How many country clusters would be defined based on similarities among countries' item parameter estimates, and which countries constitute the clusters?
What are the strengths and the weaknesses of countries with respect to the dimensions as defined in the PISA 2015 science assessment framework?
Profile analysis is the technique we will be using to answer the second question. Some information on this technique is as follows.
Profile analysis is a technique based on comparing the expected and the observed performance of individuals on a specific subsets of test items (Verhelst, 2012). The expected performance of individuals are conditional expectations given the total score of individuals and the item parameter estimates. The item parameter estimates to be used at this step will be the values as reported in the PISA 2015 reports. As this values are estimated using the complete set of PISA data, expected performances can be considered as performance with respect to international averages. Thus, possible deviates between individuals' observed and expected performance can be regarded as signs of their strengths (for positive deviations) or weaknesses (for negative deviations) on subset of items specified with respect to some hypothesis. The subset of items in this study will be determined with respect to the specifications defined in the PISA 2015 assessment framework. These item specifications are as follows: Competency (Explain, evaluate, interpret); content (physical, living, earth & space); type of knowledge (content, procedural, epistemic); depth of knowledge (low, medium, high); response type (selected, constructed).

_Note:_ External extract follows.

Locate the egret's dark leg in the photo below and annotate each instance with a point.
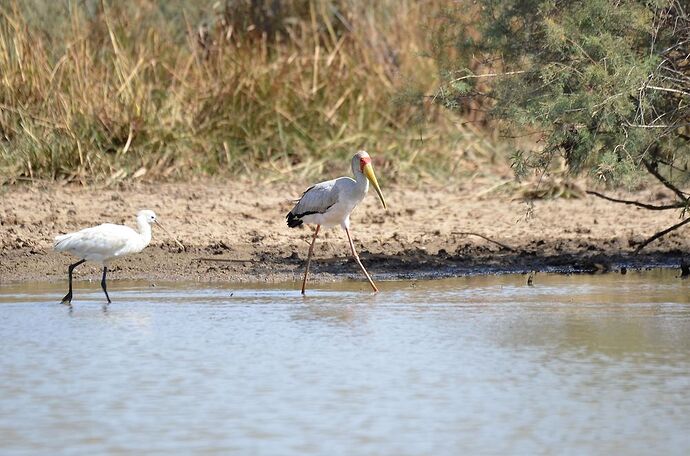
(105, 270)
(311, 250)
(354, 253)
(68, 297)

We expect to provide some explanations which may shed light to the possible sources of nonequivalence of items' functioning across the countries. For example it may be that some countries are performing below the expectations on some items not because students' scientific literacy level is low but because students are not accustomed to constructed response type items.
Heady, R. B., & Lucas, J. L. (1997). Permap: An interactive program for making perceptual maps. Behavior Research Methods, Instruments, & Computers, 29(3), 450-455. Verhelst, N. D. (2012). Profile analysis: a closer look at the PISA 2000 reading data. Scandinavian Journal of Educational Research, 56 (3), 315 – 332. Yildirim, H. H. & Berberoĝlu, G. (2009) Judgmental and Statistical DIF Analyses of the PISA-2003 Mathematics Literacy Items, International Journal of Testing, 9:2, 108-121 Yildirim, H.H. & Yildirim, S. (2017). Advantages and Disadvantages of Low and High Socioeconomic Status Students: A Closer Look at Turkey's PISA-2015 Science Data. Paper presented at the 43rd Annual Conference of the International Association for Educational Assessment. Batumi.